In the wake of the Feb. 14 shooting at Marjory Stoneman Douglas High School in Parkland, questions have been raised regarding mental illness, access to firearms and a cultural desensitization to violence. With concern for the safety of students fresh on their minds, members of PACT Prevention Coalition met last Tuesday, Feb. 27, to discuss the influences and risks mobile devices and the internet impose on today’s youth.
“PACT is kicking off a rewrite for cyber and social media safety for schools and law enforcement to help change the influences and exposures our kids are interacting with online and through social media platforms,” PACT Prevention Coalition Chair Denver Cook said. “As what our kids are exposed to and what they are learning in school can affect behaviors in both negative and positive ways, we are looking to rewrite the book for students, parents, educators and community on how we are teaching responsibility and values as they relate to this increasingly challenging area.”
PACT is a nonprofit dedicated to positively impacting the critical lifestyle choices of St. Johns County’s youth, with significant focus on the prevention of underage substance abuse. The meeting, held at the residents’ clubhouse in Nocatee’s Coastal Oaks neighborhood, was attended by a handful of coalition members, as well as supporters like Ocean Palms Elementary School Principal Tiffany Cantwell and Lt. Mike Strausbaugh of the St. Johns County Sheriff’s Office.

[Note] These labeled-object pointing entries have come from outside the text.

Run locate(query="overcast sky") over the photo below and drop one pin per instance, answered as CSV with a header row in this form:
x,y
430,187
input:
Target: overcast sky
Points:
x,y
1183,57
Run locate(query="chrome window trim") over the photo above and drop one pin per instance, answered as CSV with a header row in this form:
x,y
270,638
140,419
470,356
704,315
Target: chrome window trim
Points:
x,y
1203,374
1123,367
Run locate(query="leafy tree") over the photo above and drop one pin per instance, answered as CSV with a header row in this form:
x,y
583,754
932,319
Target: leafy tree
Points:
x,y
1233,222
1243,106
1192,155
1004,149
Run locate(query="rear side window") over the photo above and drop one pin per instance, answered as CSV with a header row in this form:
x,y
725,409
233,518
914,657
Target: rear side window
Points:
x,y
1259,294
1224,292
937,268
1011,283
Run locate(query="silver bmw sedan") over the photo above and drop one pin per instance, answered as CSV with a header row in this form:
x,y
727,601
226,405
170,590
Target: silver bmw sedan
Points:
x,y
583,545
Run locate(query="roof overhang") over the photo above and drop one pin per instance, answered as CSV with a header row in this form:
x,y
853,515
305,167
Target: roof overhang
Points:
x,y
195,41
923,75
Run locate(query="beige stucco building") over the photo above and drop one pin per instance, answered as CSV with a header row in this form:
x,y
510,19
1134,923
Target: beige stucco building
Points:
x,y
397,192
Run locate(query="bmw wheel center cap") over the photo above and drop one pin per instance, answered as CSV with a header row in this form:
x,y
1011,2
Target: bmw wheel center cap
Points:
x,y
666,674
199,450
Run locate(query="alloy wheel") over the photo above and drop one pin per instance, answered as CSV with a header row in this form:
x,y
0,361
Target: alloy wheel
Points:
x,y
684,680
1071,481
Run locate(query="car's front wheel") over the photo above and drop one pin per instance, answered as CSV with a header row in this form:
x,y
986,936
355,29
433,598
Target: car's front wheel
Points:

Among the topics discussed were the difficulties of limiting children’s exposure to the various dangers of the internet and social media – including cyberbullying, unwanted sexual solicitations and privacy concerns – when the internet has become such a staple of 21st century life.
“(Boundary) conversations have to start early,” Strausbaugh said. “What we see a lot in law enforcement is that those conversations aren’t had early on with children, and then those children grow into teenagers, without a lot of rules and things in place that need to be put in place. Then they come into things like social media that they misuse or use inappropriately, because they’ve not had boundaries set since early on.”
Strausbaugh added that a lack of parental control and supervision early on only makes it more difficult to impose restrictions later.
“It’s hard to reel that in, when you’ve had 13 or 14 years of being able to do what you want, and then when you’re 15, your parents try to put the lasso around and go back,” he said.
Attendees also acknowledged that one of the largest roadblocks to online safety education is the generational gap between today’s students and their parents.
“There’s a disconnect between the generations, and we all know that,” Cook said, pointing to a 2012 study conducted by Hart Research Associates regarding parental perception of youth safety online. When surveyed, 84 percent of parents said that they monitor their children’s online activities “very” or “somewhat” closely, yet only 39 percent of teens echoed that response. Similarly, 91 percent of parents responded that they were well-informed of what their teens were doing online and on their mobile devices, but only 60 percent of teens said their parents were in the know.
Noting that the study also found that teens typically rely on their parents and other adults in their lives for information regarding internet safety, Cook zeroed in on parental education as a primary objective for PACT’s forthcoming campaign, stating: “The kids are smarter than we are with technology, so we need to develop ways for parents to learn.”